Old notes the usefulness of pietism to Frederick, the elector of Brandenburg. "He saw in pietism, with its de-emphasis of doctrine" "a means of spiritually uniting the Lutherans and the Reformed in his widespread domains" (74). Revivalism, pietism’s daughter, also de-emphasizes doctrine and leads to a spurious sort of unity.

Sadly, Old shows false charity towards the false churches of Rome and Eastern Orthodoxy (see esp. ch. 4-7). He speaks of the "transporting joy" he experienced in an Easter service in a Russian Orthodox church in Paris in the late sixties, after taking "a two-week seminar in Orthodox theology and worship sponsored by the World Council of Churches" (428). He reckons that the Franciscans in California "made a heroic attempt to fulfil the apostolic commission to go into all the world and make disciples of all nations, baptizing them and teaching them all that Christ commanded" (366). As if baptismal regeneration, flagellation (355) and the Council of Trent (with its anathemas against the gospel) were part of Christ’s teaching! How this fits with Old’s Presbyterianism (351), which views these communions as "synagogues of Satan" (Westminster Confession 25:5), it would take a paradox theologian to explain. Old’s false ecumenism is evident at points in his previous four volumes in this series. Volume 1 even carries the dedication: "To His Beatitude Teoctist Patriarch of Romania. God’s faithfulness to your Church gives me hope for my own."

Old’s analysis of John Wesley is likewise inconsistent. At first, he rightly states, "During [the seventeenth] century Anglicanism had gone far in the direction of Arminianism, and Wesley persevered in this throughout his life" (113).

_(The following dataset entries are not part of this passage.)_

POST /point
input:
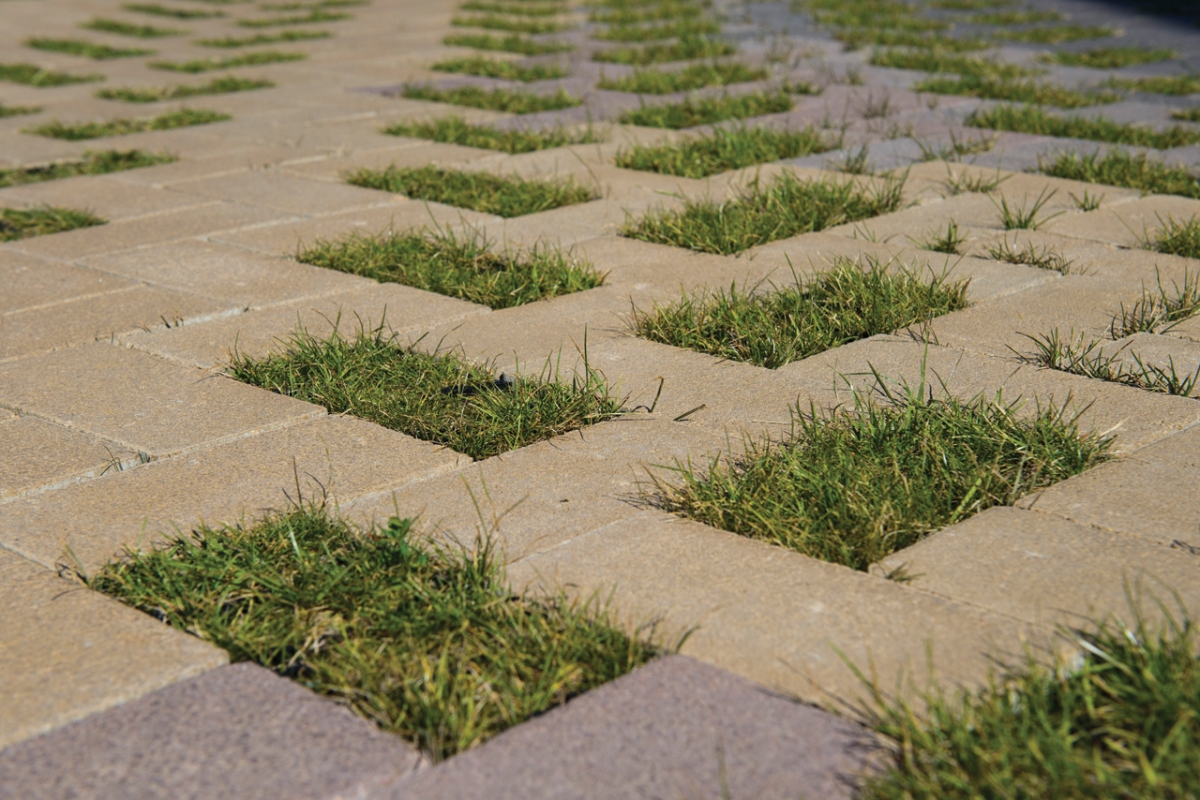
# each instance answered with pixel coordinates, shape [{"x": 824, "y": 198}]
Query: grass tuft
[
  {"x": 723, "y": 150},
  {"x": 426, "y": 642},
  {"x": 497, "y": 100},
  {"x": 766, "y": 212},
  {"x": 167, "y": 121},
  {"x": 439, "y": 398},
  {"x": 91, "y": 163},
  {"x": 454, "y": 130},
  {"x": 85, "y": 49},
  {"x": 855, "y": 486},
  {"x": 463, "y": 268},
  {"x": 499, "y": 194},
  {"x": 833, "y": 308},
  {"x": 42, "y": 220}
]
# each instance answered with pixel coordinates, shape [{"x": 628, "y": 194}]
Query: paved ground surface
[{"x": 117, "y": 422}]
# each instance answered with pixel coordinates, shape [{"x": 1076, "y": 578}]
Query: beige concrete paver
[{"x": 67, "y": 651}]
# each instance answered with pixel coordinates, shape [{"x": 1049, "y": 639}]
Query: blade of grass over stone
[
  {"x": 31, "y": 74},
  {"x": 249, "y": 60},
  {"x": 264, "y": 38},
  {"x": 91, "y": 163},
  {"x": 505, "y": 196},
  {"x": 1122, "y": 720},
  {"x": 723, "y": 150},
  {"x": 455, "y": 130},
  {"x": 154, "y": 94},
  {"x": 456, "y": 265},
  {"x": 127, "y": 29},
  {"x": 1026, "y": 119},
  {"x": 497, "y": 100},
  {"x": 507, "y": 44},
  {"x": 771, "y": 329},
  {"x": 765, "y": 212},
  {"x": 1122, "y": 168},
  {"x": 857, "y": 485},
  {"x": 439, "y": 398},
  {"x": 502, "y": 70},
  {"x": 697, "y": 76},
  {"x": 425, "y": 642},
  {"x": 85, "y": 49},
  {"x": 78, "y": 131},
  {"x": 43, "y": 220},
  {"x": 706, "y": 110}
]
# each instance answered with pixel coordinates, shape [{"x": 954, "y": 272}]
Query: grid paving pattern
[{"x": 119, "y": 423}]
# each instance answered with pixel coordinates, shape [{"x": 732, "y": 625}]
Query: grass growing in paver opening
[
  {"x": 439, "y": 398},
  {"x": 127, "y": 29},
  {"x": 706, "y": 110},
  {"x": 507, "y": 44},
  {"x": 1027, "y": 119},
  {"x": 31, "y": 74},
  {"x": 87, "y": 49},
  {"x": 40, "y": 221},
  {"x": 459, "y": 266},
  {"x": 1122, "y": 168},
  {"x": 154, "y": 94},
  {"x": 1110, "y": 58},
  {"x": 91, "y": 163},
  {"x": 723, "y": 150},
  {"x": 771, "y": 329},
  {"x": 249, "y": 60},
  {"x": 424, "y": 641},
  {"x": 454, "y": 130},
  {"x": 503, "y": 70},
  {"x": 167, "y": 121},
  {"x": 497, "y": 100},
  {"x": 857, "y": 485},
  {"x": 765, "y": 212},
  {"x": 697, "y": 76},
  {"x": 1122, "y": 720},
  {"x": 264, "y": 38},
  {"x": 505, "y": 196}
]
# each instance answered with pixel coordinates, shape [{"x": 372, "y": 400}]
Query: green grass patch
[
  {"x": 1027, "y": 119},
  {"x": 43, "y": 220},
  {"x": 167, "y": 121},
  {"x": 154, "y": 94},
  {"x": 249, "y": 60},
  {"x": 697, "y": 76},
  {"x": 1109, "y": 58},
  {"x": 31, "y": 74},
  {"x": 706, "y": 110},
  {"x": 521, "y": 44},
  {"x": 775, "y": 328},
  {"x": 1120, "y": 721},
  {"x": 85, "y": 49},
  {"x": 264, "y": 38},
  {"x": 1121, "y": 168},
  {"x": 129, "y": 29},
  {"x": 424, "y": 641},
  {"x": 160, "y": 10},
  {"x": 687, "y": 48},
  {"x": 502, "y": 70},
  {"x": 465, "y": 268},
  {"x": 454, "y": 130},
  {"x": 855, "y": 486},
  {"x": 497, "y": 100},
  {"x": 784, "y": 208},
  {"x": 505, "y": 196},
  {"x": 723, "y": 150},
  {"x": 311, "y": 18},
  {"x": 441, "y": 398},
  {"x": 91, "y": 163}
]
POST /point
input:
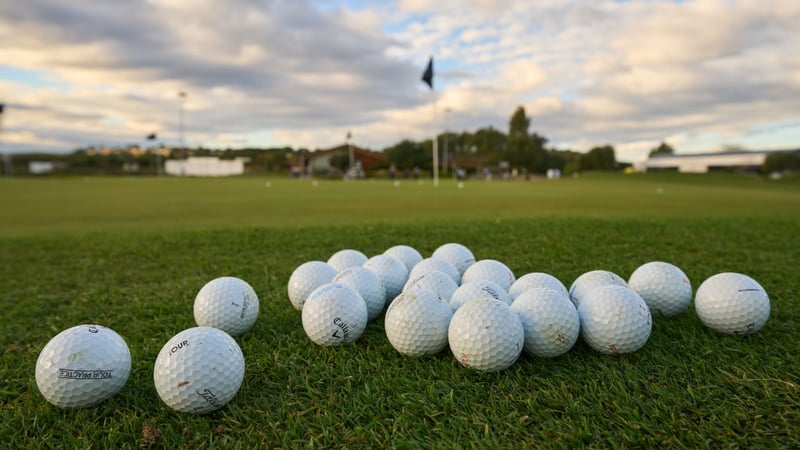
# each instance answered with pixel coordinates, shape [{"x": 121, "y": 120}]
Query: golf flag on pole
[{"x": 427, "y": 76}]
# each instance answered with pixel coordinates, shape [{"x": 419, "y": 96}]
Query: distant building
[
  {"x": 204, "y": 166},
  {"x": 707, "y": 162}
]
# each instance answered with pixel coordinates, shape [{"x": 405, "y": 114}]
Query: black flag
[{"x": 427, "y": 76}]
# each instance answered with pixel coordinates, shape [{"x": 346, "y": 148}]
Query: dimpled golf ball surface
[
  {"x": 536, "y": 280},
  {"x": 485, "y": 334},
  {"x": 435, "y": 281},
  {"x": 82, "y": 366},
  {"x": 550, "y": 322},
  {"x": 614, "y": 319},
  {"x": 478, "y": 289},
  {"x": 417, "y": 321},
  {"x": 199, "y": 370},
  {"x": 408, "y": 255},
  {"x": 663, "y": 286},
  {"x": 366, "y": 283},
  {"x": 492, "y": 270},
  {"x": 307, "y": 277},
  {"x": 227, "y": 303},
  {"x": 391, "y": 271},
  {"x": 334, "y": 315},
  {"x": 456, "y": 254},
  {"x": 591, "y": 280},
  {"x": 732, "y": 303},
  {"x": 344, "y": 259}
]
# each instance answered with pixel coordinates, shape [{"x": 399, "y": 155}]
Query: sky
[{"x": 701, "y": 75}]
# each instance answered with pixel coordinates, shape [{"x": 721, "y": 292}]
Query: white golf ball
[
  {"x": 408, "y": 255},
  {"x": 227, "y": 303},
  {"x": 537, "y": 280},
  {"x": 732, "y": 303},
  {"x": 591, "y": 280},
  {"x": 478, "y": 289},
  {"x": 82, "y": 366},
  {"x": 391, "y": 271},
  {"x": 485, "y": 334},
  {"x": 334, "y": 314},
  {"x": 307, "y": 277},
  {"x": 614, "y": 319},
  {"x": 492, "y": 270},
  {"x": 366, "y": 283},
  {"x": 435, "y": 281},
  {"x": 550, "y": 322},
  {"x": 199, "y": 370},
  {"x": 434, "y": 264},
  {"x": 663, "y": 286},
  {"x": 456, "y": 254},
  {"x": 344, "y": 259},
  {"x": 417, "y": 321}
]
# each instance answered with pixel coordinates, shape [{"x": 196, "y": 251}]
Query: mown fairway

Yet later he writes, "Wesley was not a Calvinist. [Massive understatement: he hated Calvinism with a passion.] He was not really an Arminian either ..." Old’s argument for this last statement is that Wesley’s pietism meant that "he seems little interested in such things as predestination and glorification which are outside man’s immediate experience" (133). Yet Wesley was so "little interested" in predestination that he fervently wrote and preached against it! Indeed, he violently opposed all the tenets of Calvinism and vigorously upheld all the tenets of Arminianism, and, as Old writes, "persevered in this throughout his life" (113).

Old rightly observes Wesley’s perfectionism (126-129) and illuminism ("the pietist tendency toward illuminism often comes through with considerable vigor;" 116). Yet Old also says, "Wesley made clear the Christian way of life" (111). How can Old, a Presbyterian, make this claim about a perfectionist Arminian in the light of Westminster Confession 12, "Of Sanctification"?

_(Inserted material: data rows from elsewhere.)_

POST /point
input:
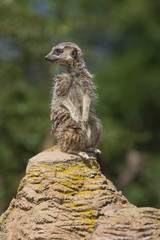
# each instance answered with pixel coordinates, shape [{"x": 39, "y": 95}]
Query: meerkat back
[{"x": 74, "y": 122}]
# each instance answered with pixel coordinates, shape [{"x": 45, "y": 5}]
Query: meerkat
[{"x": 74, "y": 122}]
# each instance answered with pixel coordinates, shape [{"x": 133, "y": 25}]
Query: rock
[{"x": 65, "y": 197}]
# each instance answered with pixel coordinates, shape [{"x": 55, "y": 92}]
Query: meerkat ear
[{"x": 74, "y": 53}]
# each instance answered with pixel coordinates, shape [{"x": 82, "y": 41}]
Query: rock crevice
[{"x": 65, "y": 197}]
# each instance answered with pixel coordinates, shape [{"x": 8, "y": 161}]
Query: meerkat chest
[{"x": 76, "y": 93}]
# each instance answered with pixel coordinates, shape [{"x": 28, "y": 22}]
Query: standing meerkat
[{"x": 75, "y": 124}]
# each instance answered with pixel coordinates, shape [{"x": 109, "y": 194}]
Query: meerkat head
[{"x": 64, "y": 54}]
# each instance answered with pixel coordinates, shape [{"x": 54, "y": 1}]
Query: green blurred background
[{"x": 121, "y": 46}]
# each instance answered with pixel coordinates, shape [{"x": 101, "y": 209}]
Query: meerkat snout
[{"x": 64, "y": 54}]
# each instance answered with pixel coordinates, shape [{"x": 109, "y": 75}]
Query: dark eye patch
[{"x": 58, "y": 51}]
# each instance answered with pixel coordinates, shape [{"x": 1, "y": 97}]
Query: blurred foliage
[{"x": 121, "y": 45}]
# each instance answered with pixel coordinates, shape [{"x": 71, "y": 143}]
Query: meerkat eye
[
  {"x": 58, "y": 51},
  {"x": 74, "y": 53}
]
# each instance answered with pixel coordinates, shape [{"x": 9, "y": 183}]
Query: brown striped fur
[{"x": 74, "y": 122}]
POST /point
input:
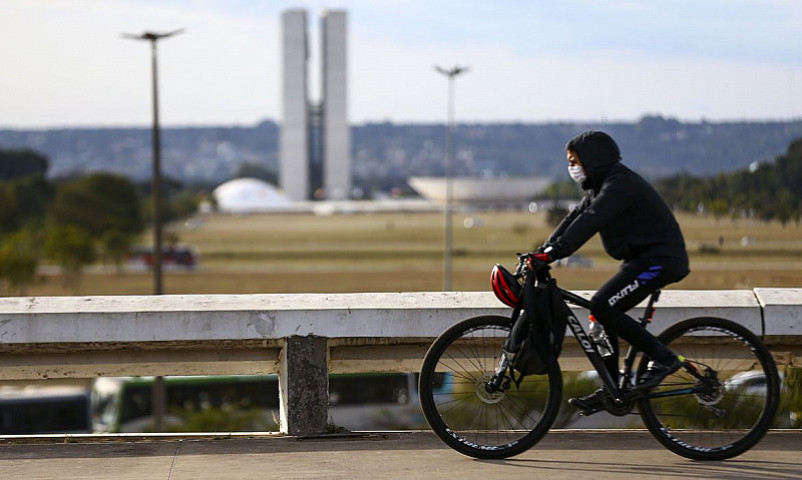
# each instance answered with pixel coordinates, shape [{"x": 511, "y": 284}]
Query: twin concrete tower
[{"x": 314, "y": 144}]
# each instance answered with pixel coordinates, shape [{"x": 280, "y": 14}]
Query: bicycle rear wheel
[
  {"x": 460, "y": 409},
  {"x": 732, "y": 405}
]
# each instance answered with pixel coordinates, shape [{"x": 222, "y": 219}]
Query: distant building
[
  {"x": 480, "y": 191},
  {"x": 296, "y": 140},
  {"x": 247, "y": 195},
  {"x": 336, "y": 138}
]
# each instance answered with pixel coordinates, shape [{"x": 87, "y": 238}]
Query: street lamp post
[
  {"x": 159, "y": 394},
  {"x": 448, "y": 167},
  {"x": 153, "y": 38}
]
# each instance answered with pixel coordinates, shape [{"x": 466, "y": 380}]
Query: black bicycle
[{"x": 710, "y": 409}]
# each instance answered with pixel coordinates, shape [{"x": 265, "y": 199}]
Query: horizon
[
  {"x": 256, "y": 124},
  {"x": 604, "y": 62}
]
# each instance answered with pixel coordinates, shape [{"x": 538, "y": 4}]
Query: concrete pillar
[
  {"x": 294, "y": 135},
  {"x": 336, "y": 134},
  {"x": 304, "y": 386}
]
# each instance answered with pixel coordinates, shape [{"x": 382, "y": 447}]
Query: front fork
[{"x": 500, "y": 375}]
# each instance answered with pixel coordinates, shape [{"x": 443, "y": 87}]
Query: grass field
[{"x": 293, "y": 253}]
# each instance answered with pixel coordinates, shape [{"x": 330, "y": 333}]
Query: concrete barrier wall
[{"x": 79, "y": 337}]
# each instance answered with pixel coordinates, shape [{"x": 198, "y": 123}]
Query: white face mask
[{"x": 577, "y": 173}]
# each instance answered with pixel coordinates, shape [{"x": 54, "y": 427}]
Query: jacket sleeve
[{"x": 612, "y": 200}]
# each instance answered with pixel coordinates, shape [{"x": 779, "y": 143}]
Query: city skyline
[{"x": 534, "y": 62}]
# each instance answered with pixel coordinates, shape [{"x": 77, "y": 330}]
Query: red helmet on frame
[{"x": 505, "y": 286}]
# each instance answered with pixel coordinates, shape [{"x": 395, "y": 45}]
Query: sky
[{"x": 64, "y": 63}]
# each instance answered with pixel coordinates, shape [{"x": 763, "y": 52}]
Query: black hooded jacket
[{"x": 629, "y": 215}]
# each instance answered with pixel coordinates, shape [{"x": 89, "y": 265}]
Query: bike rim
[
  {"x": 722, "y": 412},
  {"x": 467, "y": 411}
]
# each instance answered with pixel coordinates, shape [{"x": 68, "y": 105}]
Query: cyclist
[{"x": 637, "y": 227}]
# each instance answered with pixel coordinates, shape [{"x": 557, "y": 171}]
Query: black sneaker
[
  {"x": 656, "y": 372},
  {"x": 589, "y": 404}
]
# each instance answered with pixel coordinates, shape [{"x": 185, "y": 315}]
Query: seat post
[{"x": 648, "y": 313}]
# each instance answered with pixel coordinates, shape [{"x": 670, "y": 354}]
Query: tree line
[
  {"x": 765, "y": 191},
  {"x": 73, "y": 221}
]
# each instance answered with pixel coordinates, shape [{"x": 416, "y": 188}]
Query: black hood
[{"x": 597, "y": 152}]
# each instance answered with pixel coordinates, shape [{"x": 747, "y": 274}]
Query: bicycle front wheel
[
  {"x": 468, "y": 417},
  {"x": 729, "y": 408}
]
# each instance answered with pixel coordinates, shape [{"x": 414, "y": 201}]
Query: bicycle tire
[
  {"x": 731, "y": 415},
  {"x": 459, "y": 409}
]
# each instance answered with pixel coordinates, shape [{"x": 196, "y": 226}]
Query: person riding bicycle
[{"x": 637, "y": 227}]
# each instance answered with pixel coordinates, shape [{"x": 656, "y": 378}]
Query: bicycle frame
[
  {"x": 619, "y": 391},
  {"x": 591, "y": 350}
]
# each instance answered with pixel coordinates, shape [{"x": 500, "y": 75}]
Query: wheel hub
[{"x": 482, "y": 391}]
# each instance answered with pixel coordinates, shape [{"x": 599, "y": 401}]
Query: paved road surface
[{"x": 561, "y": 455}]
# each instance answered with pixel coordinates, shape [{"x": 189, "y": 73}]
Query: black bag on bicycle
[{"x": 536, "y": 337}]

One can only expect that Old’s false charity towards Romanism, Eastern Orthodoxy, Arminianism and Pentecostalism (564) will be even more evident in the remaining two volumes of the series, which will cover the nineteenth and twentieth centuries (DV). With this very serious caveat—Old’s false ecumenism—discerning Reformed readers (and especially preachers) will find much fascinating and helpful material in this volume and the others in the series.